July 5 at 7:30 and 10 p.m. at Union Hall, 702 Union Street, Brooklyn; unionhallny.com.

Competitive eating has its most mainstream moment every Fourth of July when ESPN broadcasts Nathan’s Famous Hot Dog Eating Contest, where men and women alike race to devour as many franks as they can outside the franchise’s original restaurant near the Coney Island boardwalk in Brooklyn.

Who better to deconstruct this event than Jamie Loftus, the comedian, TV writer and podcaster who wrote the 2023 best seller “Raw Dog.” If that’s not enough, while writing her searing portrait of Americana, Loftus also workshopped the one-hander “Mrs. Joseph Chestnut, America USA,” in which she imagines herself as the wife of America’s most famous competitive eater.

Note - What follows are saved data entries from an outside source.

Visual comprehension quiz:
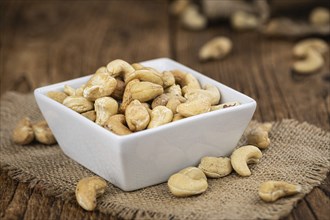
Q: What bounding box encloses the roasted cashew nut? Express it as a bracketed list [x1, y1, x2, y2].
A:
[168, 167, 208, 197]
[199, 37, 232, 61]
[231, 145, 262, 176]
[198, 157, 232, 178]
[130, 81, 164, 102]
[94, 97, 118, 126]
[247, 124, 271, 149]
[125, 69, 163, 86]
[211, 101, 240, 111]
[120, 79, 140, 113]
[259, 181, 302, 202]
[148, 106, 173, 129]
[104, 114, 132, 135]
[171, 70, 201, 95]
[83, 72, 117, 101]
[12, 117, 34, 145]
[81, 110, 96, 122]
[32, 120, 56, 145]
[125, 100, 150, 131]
[63, 96, 94, 113]
[47, 91, 68, 103]
[75, 176, 107, 211]
[293, 48, 324, 74]
[177, 91, 212, 117]
[230, 11, 258, 31]
[106, 59, 135, 78]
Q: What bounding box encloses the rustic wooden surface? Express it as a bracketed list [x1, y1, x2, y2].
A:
[0, 0, 329, 219]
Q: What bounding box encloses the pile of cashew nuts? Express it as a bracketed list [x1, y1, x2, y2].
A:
[47, 59, 240, 135]
[168, 122, 302, 202]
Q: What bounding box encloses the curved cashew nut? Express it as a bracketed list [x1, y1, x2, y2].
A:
[130, 81, 164, 102]
[95, 66, 108, 74]
[125, 69, 163, 86]
[94, 97, 118, 126]
[309, 7, 330, 27]
[148, 106, 173, 129]
[81, 110, 96, 122]
[125, 100, 150, 131]
[120, 79, 140, 113]
[161, 71, 175, 88]
[230, 11, 258, 31]
[293, 38, 328, 58]
[211, 101, 240, 111]
[293, 48, 324, 74]
[168, 167, 208, 197]
[166, 98, 182, 114]
[12, 117, 34, 145]
[198, 157, 232, 178]
[32, 120, 57, 145]
[63, 96, 94, 113]
[171, 70, 201, 92]
[106, 59, 135, 78]
[231, 145, 262, 176]
[177, 92, 211, 117]
[181, 5, 207, 31]
[259, 181, 302, 202]
[110, 78, 125, 101]
[47, 91, 68, 104]
[83, 72, 117, 101]
[151, 94, 170, 109]
[75, 176, 107, 211]
[247, 125, 271, 149]
[104, 114, 132, 135]
[185, 84, 220, 105]
[199, 37, 232, 61]
[131, 63, 145, 70]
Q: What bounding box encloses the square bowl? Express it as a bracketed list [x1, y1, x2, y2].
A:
[34, 58, 256, 191]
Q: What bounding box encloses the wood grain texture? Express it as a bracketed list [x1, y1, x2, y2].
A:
[1, 0, 329, 219]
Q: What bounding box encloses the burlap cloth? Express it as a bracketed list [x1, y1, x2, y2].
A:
[1, 92, 329, 220]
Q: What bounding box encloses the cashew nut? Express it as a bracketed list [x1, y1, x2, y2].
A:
[130, 81, 164, 102]
[47, 91, 68, 103]
[230, 11, 259, 31]
[166, 98, 182, 114]
[104, 114, 132, 135]
[83, 72, 117, 101]
[81, 110, 96, 122]
[95, 66, 108, 74]
[125, 100, 150, 131]
[161, 71, 175, 88]
[247, 124, 271, 149]
[12, 117, 35, 145]
[293, 48, 324, 74]
[110, 78, 125, 101]
[198, 157, 232, 178]
[184, 84, 220, 105]
[293, 38, 328, 58]
[199, 37, 232, 61]
[180, 5, 207, 31]
[94, 97, 118, 126]
[151, 94, 170, 109]
[172, 113, 184, 122]
[177, 91, 212, 117]
[171, 70, 201, 95]
[125, 69, 163, 86]
[64, 85, 76, 96]
[309, 7, 330, 27]
[169, 0, 191, 16]
[168, 167, 208, 197]
[63, 96, 94, 113]
[211, 101, 240, 111]
[32, 120, 57, 145]
[259, 181, 302, 202]
[120, 79, 139, 113]
[75, 176, 107, 211]
[231, 145, 262, 177]
[131, 63, 145, 70]
[148, 106, 173, 129]
[106, 59, 135, 78]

So of course Loftus will be in Brooklyn this weekend, not only marking the paperback release of “Raw Dog” but also delivering her 2025 State of the Hot Dog address. The celebration will feature special guests, stand-up, a recap of Friday’s contest and hot-dog eating. The 7:30 p.m. performance has sold out online, so a late show has been added. Tickets are $15 in advance on Eventbrite, and $20 at the door. SEAN L. McCARTHY

Music

Pop & Rock

Felukah

July 5 at 7 p.m. at Public Records, 233 Butler Street, Brooklyn; publicrecords.nyc.

The singer, songwriter and rapper Felukah moved to New York from Cairo in 2017 to study creative writing. She published a handful of poetry chapbooks before her verses began to migrate from the page to the recording studio, and by the time her EP “Yansoon” — the Egyptian word for anise, which is a popular spice in the country’s cuisine — arrived the following year, she had begun merging her words with skeletal loops.

Felukah’s music has since evolved in the direction of warm, vibrational R&B with Middle Eastern flourishes, but retains a loose, homemade feel. The singer flits between soft, breathy melodies and hard-charging bars as easily as she does between English and Arabic. Her bilingual lyrics are wide-ranging, touching on romance, global conflict and the rootlessness of diasporic identity.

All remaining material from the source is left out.